Saturday, November 09, 2019


I am posting these recipes at the request of a follower on Instagram (@fuegobbqco). Since I'm accustomed to preparing scones in bulk, I scaled my professional recipe for 100 scones down to 8. This is a straight-forward process using baker's percent. I'll let you read up on the baker's percent process on your own.

Along with biscuits, scones are a favorite at my summer camp. Scones appear on the menu each week or so during family camps. In the beginning, I'd scoop the scones onto a sheet pan.

Today, I roll the scone dough on the bench in the same manner as biscuits. The only time that I cut the scone dough into wedges is at home. I generally use a 2½" biscuit cutter to cut the scones.


This recipe calls for less than one whole eggs.

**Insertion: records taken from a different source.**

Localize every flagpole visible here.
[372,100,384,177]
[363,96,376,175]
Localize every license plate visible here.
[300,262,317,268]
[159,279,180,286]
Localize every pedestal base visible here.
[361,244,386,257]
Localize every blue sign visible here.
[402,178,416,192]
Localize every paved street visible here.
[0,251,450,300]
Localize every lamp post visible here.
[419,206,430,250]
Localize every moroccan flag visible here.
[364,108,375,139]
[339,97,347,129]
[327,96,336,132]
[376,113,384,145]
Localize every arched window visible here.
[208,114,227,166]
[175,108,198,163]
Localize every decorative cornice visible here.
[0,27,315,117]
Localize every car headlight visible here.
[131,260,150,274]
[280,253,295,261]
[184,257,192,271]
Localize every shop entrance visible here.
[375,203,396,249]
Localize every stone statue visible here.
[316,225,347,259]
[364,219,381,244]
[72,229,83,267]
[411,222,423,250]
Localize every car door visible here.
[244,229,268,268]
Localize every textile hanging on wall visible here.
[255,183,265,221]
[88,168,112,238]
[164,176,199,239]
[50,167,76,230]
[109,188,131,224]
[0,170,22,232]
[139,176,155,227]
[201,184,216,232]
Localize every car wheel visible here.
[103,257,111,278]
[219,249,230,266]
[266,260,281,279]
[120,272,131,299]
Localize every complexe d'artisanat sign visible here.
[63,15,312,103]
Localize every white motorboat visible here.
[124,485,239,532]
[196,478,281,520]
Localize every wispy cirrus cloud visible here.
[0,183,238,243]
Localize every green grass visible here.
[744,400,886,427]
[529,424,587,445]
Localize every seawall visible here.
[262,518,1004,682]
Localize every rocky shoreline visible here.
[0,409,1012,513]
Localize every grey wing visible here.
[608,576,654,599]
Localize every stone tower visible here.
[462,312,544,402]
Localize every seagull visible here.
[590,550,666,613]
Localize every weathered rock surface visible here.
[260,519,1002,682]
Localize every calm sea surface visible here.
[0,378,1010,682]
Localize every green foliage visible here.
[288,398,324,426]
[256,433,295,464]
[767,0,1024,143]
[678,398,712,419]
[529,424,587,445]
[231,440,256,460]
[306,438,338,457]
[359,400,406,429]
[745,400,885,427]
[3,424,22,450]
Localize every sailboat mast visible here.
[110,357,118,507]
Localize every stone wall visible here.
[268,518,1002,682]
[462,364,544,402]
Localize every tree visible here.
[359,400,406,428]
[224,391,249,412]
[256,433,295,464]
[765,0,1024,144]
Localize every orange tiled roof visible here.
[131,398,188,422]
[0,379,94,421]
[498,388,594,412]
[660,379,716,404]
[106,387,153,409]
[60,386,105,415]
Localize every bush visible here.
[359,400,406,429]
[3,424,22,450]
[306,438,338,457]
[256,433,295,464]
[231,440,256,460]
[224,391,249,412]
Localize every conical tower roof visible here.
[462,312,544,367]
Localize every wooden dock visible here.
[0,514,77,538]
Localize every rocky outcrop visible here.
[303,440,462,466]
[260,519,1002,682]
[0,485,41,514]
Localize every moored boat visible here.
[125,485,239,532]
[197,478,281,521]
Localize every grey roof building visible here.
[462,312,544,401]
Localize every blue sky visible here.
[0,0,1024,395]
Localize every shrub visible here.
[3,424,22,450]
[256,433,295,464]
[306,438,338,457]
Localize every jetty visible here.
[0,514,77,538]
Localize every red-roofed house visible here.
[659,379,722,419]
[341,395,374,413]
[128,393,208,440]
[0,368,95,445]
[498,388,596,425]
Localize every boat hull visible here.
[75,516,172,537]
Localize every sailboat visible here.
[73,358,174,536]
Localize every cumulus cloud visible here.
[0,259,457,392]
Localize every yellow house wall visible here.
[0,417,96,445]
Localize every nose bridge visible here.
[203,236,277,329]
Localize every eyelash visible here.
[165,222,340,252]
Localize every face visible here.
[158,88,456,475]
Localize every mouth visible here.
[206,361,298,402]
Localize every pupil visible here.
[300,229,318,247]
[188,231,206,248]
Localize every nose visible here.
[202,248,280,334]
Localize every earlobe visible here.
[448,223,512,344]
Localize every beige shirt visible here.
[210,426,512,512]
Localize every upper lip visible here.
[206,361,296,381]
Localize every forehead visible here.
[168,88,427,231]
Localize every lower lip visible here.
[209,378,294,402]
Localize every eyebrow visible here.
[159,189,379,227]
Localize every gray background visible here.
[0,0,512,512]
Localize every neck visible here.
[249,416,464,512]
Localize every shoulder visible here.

A whole large eggs weighs 1¾ ounces. Since this recipe requires 1⅛ ounces of egg, I used about two-thirds of the whisked egg in the wet ingredients. The remainder was used as the egg wash.

If desired, you could use a medium egg if you have one, or add a whole large egg. To compensate for the additional moisture, begin with 5 tablespoons of milk. Add additional milk, 1 tablespoon at a time, until the right consistence is achieved.

8 ounces all-purpose flour (1¾ cups plus 2 tablespoons)
1 ounce sugar (2¼ tablespoons)
½ ounce baking powder (3½ teaspoons)
¼ teaspoon salt
3¼ ounces butter (6½ tablespoons)
1 large egg, whisked, divided use
7 tablespoons milk

Mix dry ingredients until blended. Add butter to flour mixture. Using fingertips, rub chilled butter into dry ingredients until mixture resembles coarse meal.

Add ⅔ of the egg and the milk. Stir until wet ingredients are incorporated. Do not over mix. Dough should be as soft as can be handled. Place dough on lightly floured board or table. Knead 15-20 times, turning 90 degrees each stroke. Round up and flatted to ½-inch thick. Cut into 8 wedges.

Place on greased or lined sheet pan. (I like to bake them in a skillet.) Egg wash tops with remaining egg. Bake in a 400° oven for 15-20 minutes.

NOTE: I used the King Arthur Flour "Ingredient Weight Chart" to convert ingredient weights to volume measurements.